Fri 29 Oct 2004
Filed under: News, Inside Burma
Myanmar’s new prime minister, Lt. Gen. Soe Win, in his debut at a regional meeting Friday promised to join with other regional countries in breaking the ‘’vicious cycle of human trafficking.'’
Speaking at the opening of a meeting of the Coordinated Mekong Ministerial Initiative against Trafficking, COMMIT, in Yangon on Friday, Soe Win reaffirmed Myanmar’s commitment against human trafficking and said his country is willing work with the region to ‘’make a dent in the ever-increasing crime of human trafficking.'’
‘’We can and we will show the world and challenge the traffickers that we mean business. With our resolve, we will break the vicious cycle of trafficking in the region,'’ Soe Win said.
COMMIT, the first-ever ministerial level meeting attended by ministers from six countries along the Mekong river — China, Cambodia, Myanmar, Thailand, Laos and Vietnam — will sign a memorandum of understanding to improve cooperation among the countries in conducting anti-human trafficking operations.
Soe Win hailed the meeting as a ‘’significant milestone'’ that ‘’marked a concerted and coordinated'’ effort by the governments of the Greater Mekong sub-region to ‘’unitedly stem the tide of human trafficking.'’
According to official figures, Myanmar arrested 795 human traffickers in 412 cases between July 2002 and June 2004, in which 335 offenders were imprisoned.

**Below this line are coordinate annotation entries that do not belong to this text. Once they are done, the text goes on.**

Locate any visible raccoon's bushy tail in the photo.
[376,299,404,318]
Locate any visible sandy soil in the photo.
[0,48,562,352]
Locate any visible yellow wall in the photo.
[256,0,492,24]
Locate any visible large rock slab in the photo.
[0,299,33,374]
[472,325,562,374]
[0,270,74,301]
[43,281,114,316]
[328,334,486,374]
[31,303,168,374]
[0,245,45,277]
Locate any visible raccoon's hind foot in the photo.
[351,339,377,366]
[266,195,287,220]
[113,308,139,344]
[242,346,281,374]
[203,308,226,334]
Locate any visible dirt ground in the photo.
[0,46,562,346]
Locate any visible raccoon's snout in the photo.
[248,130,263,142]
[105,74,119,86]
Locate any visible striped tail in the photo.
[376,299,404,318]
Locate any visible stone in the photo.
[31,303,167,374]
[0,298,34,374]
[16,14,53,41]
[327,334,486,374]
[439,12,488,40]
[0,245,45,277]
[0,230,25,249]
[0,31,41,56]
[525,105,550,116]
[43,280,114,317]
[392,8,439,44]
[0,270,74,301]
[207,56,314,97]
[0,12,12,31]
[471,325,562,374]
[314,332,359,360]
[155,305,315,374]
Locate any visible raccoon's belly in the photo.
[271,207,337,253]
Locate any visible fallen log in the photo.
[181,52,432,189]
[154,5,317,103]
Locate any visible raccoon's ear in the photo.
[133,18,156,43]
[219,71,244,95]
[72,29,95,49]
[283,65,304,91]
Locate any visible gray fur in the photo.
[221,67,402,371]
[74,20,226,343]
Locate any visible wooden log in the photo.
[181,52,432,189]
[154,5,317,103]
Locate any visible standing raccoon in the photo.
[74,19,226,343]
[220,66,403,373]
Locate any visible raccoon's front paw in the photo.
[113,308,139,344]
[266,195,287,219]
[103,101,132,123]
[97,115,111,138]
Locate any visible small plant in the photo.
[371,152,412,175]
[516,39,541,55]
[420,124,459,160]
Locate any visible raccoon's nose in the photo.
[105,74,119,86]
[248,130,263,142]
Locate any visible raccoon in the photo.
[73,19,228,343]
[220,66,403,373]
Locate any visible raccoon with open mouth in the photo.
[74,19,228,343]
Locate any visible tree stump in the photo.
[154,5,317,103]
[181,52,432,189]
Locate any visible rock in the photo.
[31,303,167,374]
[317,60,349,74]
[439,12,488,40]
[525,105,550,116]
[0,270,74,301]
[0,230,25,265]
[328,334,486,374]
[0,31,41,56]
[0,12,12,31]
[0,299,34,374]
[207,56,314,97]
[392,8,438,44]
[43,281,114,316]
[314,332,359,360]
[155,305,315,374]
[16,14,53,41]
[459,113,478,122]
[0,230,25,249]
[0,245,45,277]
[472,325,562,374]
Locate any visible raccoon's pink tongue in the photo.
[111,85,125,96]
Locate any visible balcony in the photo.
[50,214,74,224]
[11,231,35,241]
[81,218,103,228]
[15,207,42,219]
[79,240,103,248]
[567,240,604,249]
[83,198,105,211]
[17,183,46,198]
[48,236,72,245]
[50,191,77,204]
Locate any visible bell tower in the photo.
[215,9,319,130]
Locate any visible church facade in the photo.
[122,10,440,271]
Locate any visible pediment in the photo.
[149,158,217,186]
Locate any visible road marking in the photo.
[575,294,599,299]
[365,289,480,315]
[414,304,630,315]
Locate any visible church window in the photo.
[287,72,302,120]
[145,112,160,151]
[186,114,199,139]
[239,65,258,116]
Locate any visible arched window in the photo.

The COMMIT meeting was jointly organized by Myanmar’s Home Affairs Ministry and the U.N. Inter-Agency Project on Human Trafficking in the Greater Mekong Sub-Region.
The Greater Mekong Sub region has a population of around 240 million people sharing long, porous borders.
Soe Win became prime minister after Gen. Khin Nyunt was sacked two weeks ago by Myanmar’s junta for failing to stem corruption.